Baker wants to spend quickly, worried about a potential economic downturn on the horizon, particularly amid surging inflation. But in the meantime, tax revenues continue to, as Baker put it, “soar wildly past any projections anybody had at the start of the year.”
The astonishing April haul prompted the administration on Wednesday to upgrade its fiscal 2022 outlook for the third time, pushing it up to a $37.666 billion projection that stands a full $7.5 billion above the original estimate crafted less than a year into the COVID-19 pandemic. Beacon Hill is already sitting atop more than $2 billion in unspent federal emergency aid and is well on its way to ending a second successive year with a stunning tax surplus.
There won’t be any complaints among sitting lawmakers seeking another term, who can avoid being asked on the campaign trail to offer austere visions to right the ship, even if they continue to keep popular tax relief proposals on ice.
Legislative season isn’t the only one shifting into higher gear.
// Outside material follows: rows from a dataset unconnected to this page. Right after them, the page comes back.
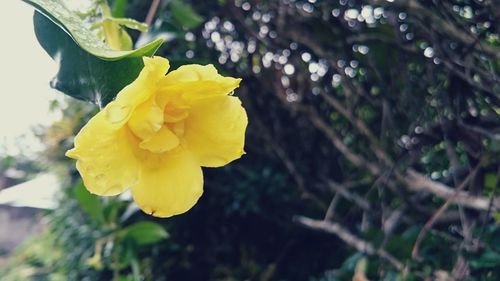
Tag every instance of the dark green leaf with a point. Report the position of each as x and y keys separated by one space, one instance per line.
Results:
x=81 y=74
x=487 y=259
x=89 y=202
x=73 y=25
x=145 y=233
x=185 y=15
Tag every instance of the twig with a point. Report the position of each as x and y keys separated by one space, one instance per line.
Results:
x=428 y=225
x=152 y=12
x=349 y=238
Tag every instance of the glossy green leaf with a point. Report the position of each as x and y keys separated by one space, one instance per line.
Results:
x=185 y=15
x=82 y=75
x=144 y=233
x=73 y=25
x=89 y=202
x=119 y=8
x=130 y=23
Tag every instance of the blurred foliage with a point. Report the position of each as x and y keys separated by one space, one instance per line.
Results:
x=346 y=101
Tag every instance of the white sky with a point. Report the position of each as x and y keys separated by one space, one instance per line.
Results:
x=25 y=72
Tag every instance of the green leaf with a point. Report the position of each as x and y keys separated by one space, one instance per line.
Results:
x=119 y=8
x=130 y=23
x=90 y=203
x=145 y=232
x=82 y=75
x=487 y=259
x=75 y=27
x=185 y=15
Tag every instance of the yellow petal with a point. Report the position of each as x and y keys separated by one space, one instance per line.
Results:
x=146 y=120
x=215 y=130
x=104 y=156
x=197 y=81
x=164 y=140
x=145 y=85
x=171 y=186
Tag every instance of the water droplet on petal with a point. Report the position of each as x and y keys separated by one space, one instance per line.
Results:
x=116 y=113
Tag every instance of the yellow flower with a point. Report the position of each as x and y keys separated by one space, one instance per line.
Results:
x=158 y=132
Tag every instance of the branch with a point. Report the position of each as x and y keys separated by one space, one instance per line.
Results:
x=349 y=238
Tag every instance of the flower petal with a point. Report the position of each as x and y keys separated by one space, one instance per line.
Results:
x=145 y=85
x=164 y=140
x=146 y=120
x=215 y=130
x=170 y=185
x=104 y=156
x=197 y=81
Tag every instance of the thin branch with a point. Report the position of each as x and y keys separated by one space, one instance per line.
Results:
x=152 y=12
x=430 y=223
x=349 y=238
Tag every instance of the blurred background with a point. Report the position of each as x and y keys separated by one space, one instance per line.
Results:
x=373 y=148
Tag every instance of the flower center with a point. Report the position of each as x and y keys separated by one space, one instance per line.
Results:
x=160 y=130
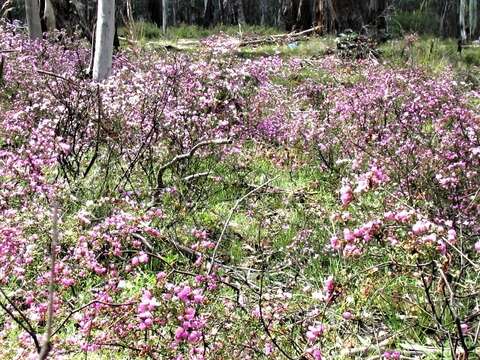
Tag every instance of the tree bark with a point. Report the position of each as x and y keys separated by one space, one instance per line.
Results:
x=164 y=16
x=263 y=12
x=240 y=12
x=32 y=11
x=461 y=20
x=102 y=62
x=49 y=16
x=208 y=13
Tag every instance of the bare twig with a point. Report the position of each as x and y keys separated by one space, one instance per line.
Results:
x=229 y=218
x=73 y=312
x=46 y=347
x=280 y=37
x=185 y=156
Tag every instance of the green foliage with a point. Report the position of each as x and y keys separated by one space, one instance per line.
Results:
x=422 y=22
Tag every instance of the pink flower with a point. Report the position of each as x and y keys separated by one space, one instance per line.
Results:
x=314 y=332
x=143 y=258
x=477 y=246
x=346 y=195
x=194 y=337
x=347 y=315
x=316 y=353
x=420 y=227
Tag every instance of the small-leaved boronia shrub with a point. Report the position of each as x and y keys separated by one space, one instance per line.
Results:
x=173 y=242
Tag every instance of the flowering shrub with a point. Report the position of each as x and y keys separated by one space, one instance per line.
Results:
x=172 y=245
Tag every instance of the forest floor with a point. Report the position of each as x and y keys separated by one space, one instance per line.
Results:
x=222 y=202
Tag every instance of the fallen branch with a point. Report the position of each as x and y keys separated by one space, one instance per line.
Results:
x=186 y=156
x=279 y=38
x=46 y=347
x=229 y=218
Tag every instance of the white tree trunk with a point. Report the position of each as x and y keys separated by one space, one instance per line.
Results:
x=472 y=17
x=102 y=62
x=32 y=10
x=49 y=15
x=164 y=16
x=463 y=30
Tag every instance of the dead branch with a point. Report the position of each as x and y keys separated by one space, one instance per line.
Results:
x=232 y=211
x=186 y=156
x=46 y=347
x=279 y=38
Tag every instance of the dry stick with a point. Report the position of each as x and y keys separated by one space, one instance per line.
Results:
x=187 y=155
x=273 y=38
x=73 y=312
x=25 y=326
x=450 y=303
x=51 y=287
x=229 y=218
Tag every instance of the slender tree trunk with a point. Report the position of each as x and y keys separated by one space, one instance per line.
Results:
x=461 y=20
x=240 y=12
x=304 y=15
x=32 y=11
x=263 y=12
x=208 y=13
x=174 y=12
x=49 y=16
x=164 y=16
x=102 y=62
x=472 y=18
x=221 y=11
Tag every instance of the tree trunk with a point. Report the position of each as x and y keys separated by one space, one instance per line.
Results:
x=174 y=12
x=32 y=11
x=240 y=12
x=339 y=15
x=164 y=16
x=304 y=15
x=263 y=12
x=208 y=13
x=461 y=21
x=473 y=18
x=102 y=62
x=155 y=9
x=49 y=16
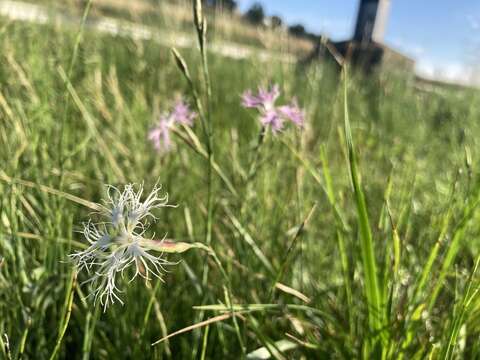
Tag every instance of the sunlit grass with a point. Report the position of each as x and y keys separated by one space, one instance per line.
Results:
x=356 y=237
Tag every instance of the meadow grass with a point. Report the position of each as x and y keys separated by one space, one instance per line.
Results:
x=356 y=237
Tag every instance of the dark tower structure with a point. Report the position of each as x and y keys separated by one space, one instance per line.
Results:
x=366 y=50
x=371 y=21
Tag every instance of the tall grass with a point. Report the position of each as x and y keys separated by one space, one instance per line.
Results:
x=356 y=238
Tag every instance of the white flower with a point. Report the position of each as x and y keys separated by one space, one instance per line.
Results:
x=117 y=243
Candidates up and down the ballot have been descending on local election offices and Secretary of State William Galvin’s office to file nomination papers, and political power players are increasingly forming ranks behind their selected options.
Republican gubernatorial candidate Chris Doughty is looking to support from current and past lawmakers to boost his chances against former Rep. Geoff Diehl, while a super PAC could create headaches in the Democratic primary for attorney general.
Outgoing Auditor Suzanne Bump took the somewhat rare step of wading into the Democratic primary to succeed her, backing transportation advocate Chris Dempsey.
Bump did not stop at praising Dempsey, though. She was more pointed than a typical intraparty endorsement, poking at fellow auditor hopeful Sen. Diana DiZoglio while insinuating that the Methuen Democrat did not understand where the lines around the office’s powers are drawn.
“Chris’s personal integrity means that every audit will represent a tool to improve state government, not a weapon to take down an individual or institution or grab a gratuitous headline,” Bump said in a letter attempting to whip Democrat delegates in Dempsey’s favor.